Avant d’étudier les titres authentiques de Penmarch et de mesurer sont importance véritable à la veille et au lendemain de ses malheurs, c’est à dire aux XVIème et XVIIème siècles, nous indiquerons d’après les textes successifs comment la légende s’est formée.

Elle a pour origine l’épisode du sac de Penmarch par le fameux brigand de Cornouaille, Guy Eder de La Fontenelle, pendant les guerres de religion (1595). Cet événement est raconté par le chanoine Moreau dans les termes suivants (MOREAU, Histoire de guerres de la Ligue en Bretagne, éd. Le Bastard de Mesmeur, 1836, p. 274 et suiv.) :

« Les habitans de Penmarch, lors en grand nombre, et qui se glorifoient de leur force, car ils pouvoient bien fournir deux mille cinq cents arquebusiers, comme voulant faire une république à part, pensant seulement à leur particulière conservation, sans se soucier de leurs voisins, et pour se prévaloir et défendre contre La Fontenelle, comme à la vérité leur était tout naturel, ils font deux forts audit Penmarch, l’un en l’église de Tréoultré, l’autre à Kérity en une maison séparée, qu’ils environnent de retranchements et de palissades, et dedans les deux forts retirèrent leurs personnes et leurs fortunes, se croyant bien en sûreté de tous les efforts de La Fontenelle, comme à la vérité ils étoient s’ils se fussent armés de courage, d’expérience, lesquels tous deux leur manquèrent au besoin, comme nous dirons ci-après ; et combien qu’ils aient la réputation d’être bons soldats en mer, si ne firent ils aucun devoir à terre ».

Nous croyons devoir abréger ici le récit fort long du chanoine. La Fontenelle procéda par ruse. Il se « feignit le grand ami » des Penmarchais, vint avec des apparences de bon apôtre, tint aux habitants des discours flatteurs, et pendant qu’il retenait ainsi leur attention, ses soldats enlevèrent les deux forts par surprise. Il y eut grand massacre et grand pillage.

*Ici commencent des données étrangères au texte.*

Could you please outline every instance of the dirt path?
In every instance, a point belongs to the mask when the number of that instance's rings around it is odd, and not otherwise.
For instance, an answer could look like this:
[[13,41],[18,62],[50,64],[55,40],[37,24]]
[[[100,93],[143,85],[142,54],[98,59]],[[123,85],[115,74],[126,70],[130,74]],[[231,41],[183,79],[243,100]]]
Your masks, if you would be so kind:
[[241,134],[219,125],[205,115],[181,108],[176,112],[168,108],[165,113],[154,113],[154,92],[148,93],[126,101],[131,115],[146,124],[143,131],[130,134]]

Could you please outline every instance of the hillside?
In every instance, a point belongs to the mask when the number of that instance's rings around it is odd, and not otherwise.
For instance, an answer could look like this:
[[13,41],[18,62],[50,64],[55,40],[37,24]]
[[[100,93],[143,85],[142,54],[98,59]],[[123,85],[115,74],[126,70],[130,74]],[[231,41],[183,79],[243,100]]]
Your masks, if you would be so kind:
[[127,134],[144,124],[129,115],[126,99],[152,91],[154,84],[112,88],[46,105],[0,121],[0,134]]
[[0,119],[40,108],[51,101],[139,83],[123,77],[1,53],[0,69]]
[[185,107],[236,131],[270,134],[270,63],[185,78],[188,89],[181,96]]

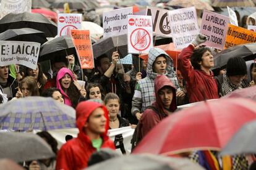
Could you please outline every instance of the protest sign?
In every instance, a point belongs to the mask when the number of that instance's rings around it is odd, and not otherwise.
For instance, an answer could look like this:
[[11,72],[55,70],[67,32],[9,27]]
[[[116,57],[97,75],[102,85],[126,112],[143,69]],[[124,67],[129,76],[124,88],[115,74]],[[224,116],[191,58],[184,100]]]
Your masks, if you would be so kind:
[[38,42],[0,41],[0,66],[19,64],[35,70],[40,49]]
[[256,25],[248,25],[247,30],[254,32],[256,32]]
[[207,36],[207,40],[203,44],[223,50],[229,22],[228,17],[203,10],[200,33]]
[[128,53],[148,53],[153,47],[151,16],[128,15]]
[[175,48],[187,47],[199,32],[195,8],[191,7],[170,10],[169,16]]
[[132,7],[115,9],[103,13],[104,37],[127,33],[128,15],[132,15]]
[[89,30],[71,30],[73,43],[79,55],[82,68],[93,69],[94,60]]
[[31,12],[32,0],[2,0],[0,6],[0,18],[9,13]]
[[154,34],[171,36],[168,12],[168,10],[158,7],[147,7],[146,15],[152,17],[153,33]]
[[256,42],[256,33],[228,24],[224,49],[239,44]]
[[58,14],[58,35],[70,35],[71,30],[81,30],[82,14]]
[[117,63],[132,65],[132,55],[131,54],[128,54],[127,55],[121,59],[120,60],[118,60]]
[[229,15],[230,23],[236,26],[238,26],[237,17],[236,17],[236,12],[228,6],[227,6],[227,8],[228,15]]

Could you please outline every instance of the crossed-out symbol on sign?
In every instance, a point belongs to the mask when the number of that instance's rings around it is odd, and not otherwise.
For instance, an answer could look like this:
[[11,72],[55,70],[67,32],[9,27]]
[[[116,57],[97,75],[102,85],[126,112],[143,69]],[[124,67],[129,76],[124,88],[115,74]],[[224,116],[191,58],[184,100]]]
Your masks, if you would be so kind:
[[130,42],[132,47],[139,51],[148,48],[151,44],[151,37],[148,31],[143,28],[136,28],[130,36]]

« Le butin fut grand, continue Moreau, car tous les plus riches dudit lieu, dont il y avoit grand nombre, se confiant en leur courage et leurs ouvrages, nombre de gens de marine étaient en ces forts et n’avaient daigné se retirer ailleurs, comme plusieurs autres avoient fait, entre autre ceux d'Audierne et de tout le cap Sizun, qui s’étoient retirés à Brest ; si bien qu’ils perdirent tout ce qu’ils avoient, et surtout grande quantité de navires, bateaux et barques plus de trois cents de tous volumes, dans lesquels La Fontenelle ayant fait charger le butin les fit rendre à son fort de Douarnenez... Je n’ai pas su le nombre des morts de Penmarch, tant il y a que la plupart de la tuerie fut dans l’église, qui faisait comme le donjon de leurs forts... De ce ravage de Penmarch demeura telle ruine qu’il ne pourra de cinquante ans relever ny possible jamais, et semble que tout depuis ils sont suivis de je ne sais quel malheur qui les accable de plus en plus, quelque peine qu’ils prennent de repremdre haleine ».

On voit que le pillage de Penmarch par La Fontenelle a fortement frappé l'imagination des contemporains, Par une conséquence naturelle, la prospérité passée de Penmarch s’exagéra dans leurs souvenirs, et à mesure que les années s’écoulèrent, l'exagération devint plus sensible.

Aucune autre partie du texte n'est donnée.